Assange: Behandelt wie ein Schwer­ver­brecher – Ver­ge­wal­ti­gungs­vor­würfe waren konstruiert

In Groß­bri­tannien  läuft zurzeit ein Prozess, dessen Ausgang weit über das per­sön­liche Schicksal des Ange­klagten hin­ausgeht. Es geht darum, wie in Zukunft mit Whist­le­b­lowern und Ent­hül­lungs­jour­na­listen umge­gangen werden darf und kann und welche unan­tast­baren Rechte ein Mensch wirklich hat. Während George Soros‘ Stif­tungen, wie „Trans­pa­rency Now!“, die Trans­parenz zum höchsten mora­li­schen Impetus erhebt, sitzt aber ein wahrer Held der Auf­de­ckungen grau­samer Kriegs­ver­brechen gebrochen und schwer gezeichnet auf der Ankla­gebank und muss befürchten, den Rest seines Lebens im Kerker zu landen.
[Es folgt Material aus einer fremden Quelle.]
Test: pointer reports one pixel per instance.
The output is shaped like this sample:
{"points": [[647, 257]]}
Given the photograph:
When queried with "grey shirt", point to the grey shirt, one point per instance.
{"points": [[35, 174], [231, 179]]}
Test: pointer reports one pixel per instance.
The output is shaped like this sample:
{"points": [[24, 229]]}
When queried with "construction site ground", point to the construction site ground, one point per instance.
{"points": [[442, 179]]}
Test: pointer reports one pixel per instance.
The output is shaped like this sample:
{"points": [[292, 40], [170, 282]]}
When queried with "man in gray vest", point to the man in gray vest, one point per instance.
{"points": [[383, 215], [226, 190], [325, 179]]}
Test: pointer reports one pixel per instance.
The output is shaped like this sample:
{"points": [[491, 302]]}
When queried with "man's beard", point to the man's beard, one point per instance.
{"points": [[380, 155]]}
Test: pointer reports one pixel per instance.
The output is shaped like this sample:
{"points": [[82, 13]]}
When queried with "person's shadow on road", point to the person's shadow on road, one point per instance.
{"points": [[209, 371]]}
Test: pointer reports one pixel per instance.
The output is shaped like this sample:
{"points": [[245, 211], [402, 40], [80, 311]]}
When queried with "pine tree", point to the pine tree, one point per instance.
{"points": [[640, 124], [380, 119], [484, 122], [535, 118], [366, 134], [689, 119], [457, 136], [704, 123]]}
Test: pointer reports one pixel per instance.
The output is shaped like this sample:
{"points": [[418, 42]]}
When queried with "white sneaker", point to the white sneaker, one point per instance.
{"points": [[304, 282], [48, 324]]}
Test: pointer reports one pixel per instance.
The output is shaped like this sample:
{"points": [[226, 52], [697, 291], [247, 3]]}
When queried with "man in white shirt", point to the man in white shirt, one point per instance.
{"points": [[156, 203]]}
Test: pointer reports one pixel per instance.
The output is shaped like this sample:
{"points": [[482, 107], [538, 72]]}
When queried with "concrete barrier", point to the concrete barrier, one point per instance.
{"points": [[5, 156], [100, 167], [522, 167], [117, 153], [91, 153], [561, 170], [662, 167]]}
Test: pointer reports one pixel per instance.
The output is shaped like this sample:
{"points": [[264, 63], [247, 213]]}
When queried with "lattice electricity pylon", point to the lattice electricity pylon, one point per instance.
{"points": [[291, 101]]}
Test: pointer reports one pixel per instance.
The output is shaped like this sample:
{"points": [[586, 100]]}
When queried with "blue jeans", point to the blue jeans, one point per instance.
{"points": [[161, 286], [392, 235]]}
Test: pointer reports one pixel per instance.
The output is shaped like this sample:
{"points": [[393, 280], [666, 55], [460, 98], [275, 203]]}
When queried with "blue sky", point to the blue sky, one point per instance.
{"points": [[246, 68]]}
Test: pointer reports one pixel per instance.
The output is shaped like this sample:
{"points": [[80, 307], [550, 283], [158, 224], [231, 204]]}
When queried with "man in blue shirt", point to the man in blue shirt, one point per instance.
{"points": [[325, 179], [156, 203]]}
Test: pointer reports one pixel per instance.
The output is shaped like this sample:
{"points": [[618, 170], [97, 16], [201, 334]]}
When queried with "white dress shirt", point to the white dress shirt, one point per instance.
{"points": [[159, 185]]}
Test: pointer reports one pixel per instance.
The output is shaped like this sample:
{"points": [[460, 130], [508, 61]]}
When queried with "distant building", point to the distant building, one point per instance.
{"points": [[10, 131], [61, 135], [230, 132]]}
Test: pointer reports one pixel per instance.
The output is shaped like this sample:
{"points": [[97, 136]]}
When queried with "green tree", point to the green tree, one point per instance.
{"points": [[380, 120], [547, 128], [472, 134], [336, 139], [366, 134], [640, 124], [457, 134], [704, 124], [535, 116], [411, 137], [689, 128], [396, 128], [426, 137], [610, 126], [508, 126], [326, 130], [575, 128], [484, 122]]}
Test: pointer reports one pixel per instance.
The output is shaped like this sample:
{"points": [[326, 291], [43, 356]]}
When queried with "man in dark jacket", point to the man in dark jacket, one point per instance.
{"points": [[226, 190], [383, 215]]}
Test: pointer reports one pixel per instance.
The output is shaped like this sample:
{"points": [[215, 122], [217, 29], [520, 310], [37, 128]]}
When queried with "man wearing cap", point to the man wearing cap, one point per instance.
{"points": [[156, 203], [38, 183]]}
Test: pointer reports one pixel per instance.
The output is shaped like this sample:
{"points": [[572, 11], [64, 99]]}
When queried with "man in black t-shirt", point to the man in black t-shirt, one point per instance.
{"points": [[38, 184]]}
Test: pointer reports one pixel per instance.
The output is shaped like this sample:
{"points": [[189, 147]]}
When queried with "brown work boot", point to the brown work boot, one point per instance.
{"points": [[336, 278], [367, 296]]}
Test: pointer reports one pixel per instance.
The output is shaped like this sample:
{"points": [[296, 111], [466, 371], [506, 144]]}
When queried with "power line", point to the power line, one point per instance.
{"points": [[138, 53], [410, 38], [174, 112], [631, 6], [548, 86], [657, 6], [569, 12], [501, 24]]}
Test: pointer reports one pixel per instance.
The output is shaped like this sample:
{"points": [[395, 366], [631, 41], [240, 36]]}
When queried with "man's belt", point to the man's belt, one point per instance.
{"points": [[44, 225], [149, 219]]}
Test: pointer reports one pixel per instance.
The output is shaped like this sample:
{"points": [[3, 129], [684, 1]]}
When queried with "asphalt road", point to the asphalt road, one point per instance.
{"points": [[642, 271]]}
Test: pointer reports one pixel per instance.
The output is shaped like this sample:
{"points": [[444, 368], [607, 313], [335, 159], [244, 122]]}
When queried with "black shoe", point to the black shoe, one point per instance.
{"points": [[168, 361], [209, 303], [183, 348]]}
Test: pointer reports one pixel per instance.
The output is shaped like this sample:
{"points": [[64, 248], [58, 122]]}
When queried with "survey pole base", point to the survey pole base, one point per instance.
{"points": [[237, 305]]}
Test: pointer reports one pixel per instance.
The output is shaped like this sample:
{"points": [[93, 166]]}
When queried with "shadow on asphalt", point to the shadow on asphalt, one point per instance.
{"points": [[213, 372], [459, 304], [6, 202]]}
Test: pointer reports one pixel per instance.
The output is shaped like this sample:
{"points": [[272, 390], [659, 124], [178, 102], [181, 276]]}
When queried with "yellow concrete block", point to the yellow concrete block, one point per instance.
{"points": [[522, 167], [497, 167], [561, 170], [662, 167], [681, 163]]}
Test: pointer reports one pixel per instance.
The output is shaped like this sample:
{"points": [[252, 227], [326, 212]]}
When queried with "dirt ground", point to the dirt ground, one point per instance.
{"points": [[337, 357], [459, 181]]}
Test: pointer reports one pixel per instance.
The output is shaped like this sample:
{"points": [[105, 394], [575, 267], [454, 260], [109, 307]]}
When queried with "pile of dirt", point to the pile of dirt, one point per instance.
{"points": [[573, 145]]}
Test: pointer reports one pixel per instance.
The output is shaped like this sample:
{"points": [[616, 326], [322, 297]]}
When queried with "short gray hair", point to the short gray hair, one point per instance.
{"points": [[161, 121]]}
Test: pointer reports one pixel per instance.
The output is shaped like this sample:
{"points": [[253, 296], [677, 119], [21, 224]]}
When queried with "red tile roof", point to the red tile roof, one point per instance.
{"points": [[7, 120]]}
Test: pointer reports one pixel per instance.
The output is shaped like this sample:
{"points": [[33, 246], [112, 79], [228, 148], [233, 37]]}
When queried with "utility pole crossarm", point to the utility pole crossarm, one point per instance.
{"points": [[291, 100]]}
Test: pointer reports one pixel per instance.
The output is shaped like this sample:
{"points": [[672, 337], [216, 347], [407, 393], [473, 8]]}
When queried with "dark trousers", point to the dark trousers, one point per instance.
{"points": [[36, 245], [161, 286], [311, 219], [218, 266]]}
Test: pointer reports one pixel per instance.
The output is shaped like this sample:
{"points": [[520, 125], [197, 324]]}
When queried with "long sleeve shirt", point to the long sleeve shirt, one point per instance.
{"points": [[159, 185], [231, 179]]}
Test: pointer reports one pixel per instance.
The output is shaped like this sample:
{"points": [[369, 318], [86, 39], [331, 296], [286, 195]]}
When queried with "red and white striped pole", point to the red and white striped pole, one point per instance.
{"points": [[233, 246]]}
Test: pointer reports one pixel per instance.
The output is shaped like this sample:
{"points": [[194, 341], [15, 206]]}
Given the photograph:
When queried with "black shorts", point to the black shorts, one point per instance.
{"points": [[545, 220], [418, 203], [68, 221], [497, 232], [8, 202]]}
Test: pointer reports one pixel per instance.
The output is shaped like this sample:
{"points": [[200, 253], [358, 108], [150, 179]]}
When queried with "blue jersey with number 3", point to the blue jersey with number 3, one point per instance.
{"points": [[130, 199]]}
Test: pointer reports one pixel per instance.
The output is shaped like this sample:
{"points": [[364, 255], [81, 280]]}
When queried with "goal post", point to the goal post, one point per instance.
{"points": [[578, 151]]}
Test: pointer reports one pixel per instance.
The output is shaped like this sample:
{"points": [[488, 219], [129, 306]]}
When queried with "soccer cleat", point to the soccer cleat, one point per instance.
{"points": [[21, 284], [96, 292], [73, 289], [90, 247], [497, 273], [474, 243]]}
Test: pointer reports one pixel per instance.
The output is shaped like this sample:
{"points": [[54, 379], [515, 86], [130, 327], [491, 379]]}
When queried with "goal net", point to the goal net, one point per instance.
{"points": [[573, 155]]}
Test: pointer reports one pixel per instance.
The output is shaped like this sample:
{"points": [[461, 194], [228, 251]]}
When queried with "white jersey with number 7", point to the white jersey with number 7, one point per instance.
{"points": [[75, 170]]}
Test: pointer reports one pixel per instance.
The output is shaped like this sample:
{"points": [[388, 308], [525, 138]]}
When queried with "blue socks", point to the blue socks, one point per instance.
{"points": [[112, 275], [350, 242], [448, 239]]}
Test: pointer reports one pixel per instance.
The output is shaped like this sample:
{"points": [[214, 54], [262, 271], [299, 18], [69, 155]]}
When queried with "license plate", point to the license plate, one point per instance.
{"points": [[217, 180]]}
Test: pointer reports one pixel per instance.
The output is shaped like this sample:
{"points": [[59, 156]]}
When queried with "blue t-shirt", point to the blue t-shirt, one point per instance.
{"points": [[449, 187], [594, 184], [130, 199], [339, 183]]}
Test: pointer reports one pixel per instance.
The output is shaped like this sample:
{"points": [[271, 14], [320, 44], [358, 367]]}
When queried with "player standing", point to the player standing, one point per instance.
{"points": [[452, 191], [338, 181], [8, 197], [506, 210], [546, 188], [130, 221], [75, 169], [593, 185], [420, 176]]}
Das Schicksal von Julian Assange ist für jeden Ein­zelnen und überall exis­ten­ziell wichtig. Es kann in Zukunft jeden treffen, der Unrecht und Ver­brechen an die Öffent­lichkeit bringt. Es kann jeden treffen, der Unrecht und Ver­brechen auf­decken könnte. Oder Kritik am Fal­schen übt. Denn er könnte zum Schweigen gebracht, zer­brochen und weg­ge­schlossen und hinter Gefäng­nis­mauern zu Tode gequält werden.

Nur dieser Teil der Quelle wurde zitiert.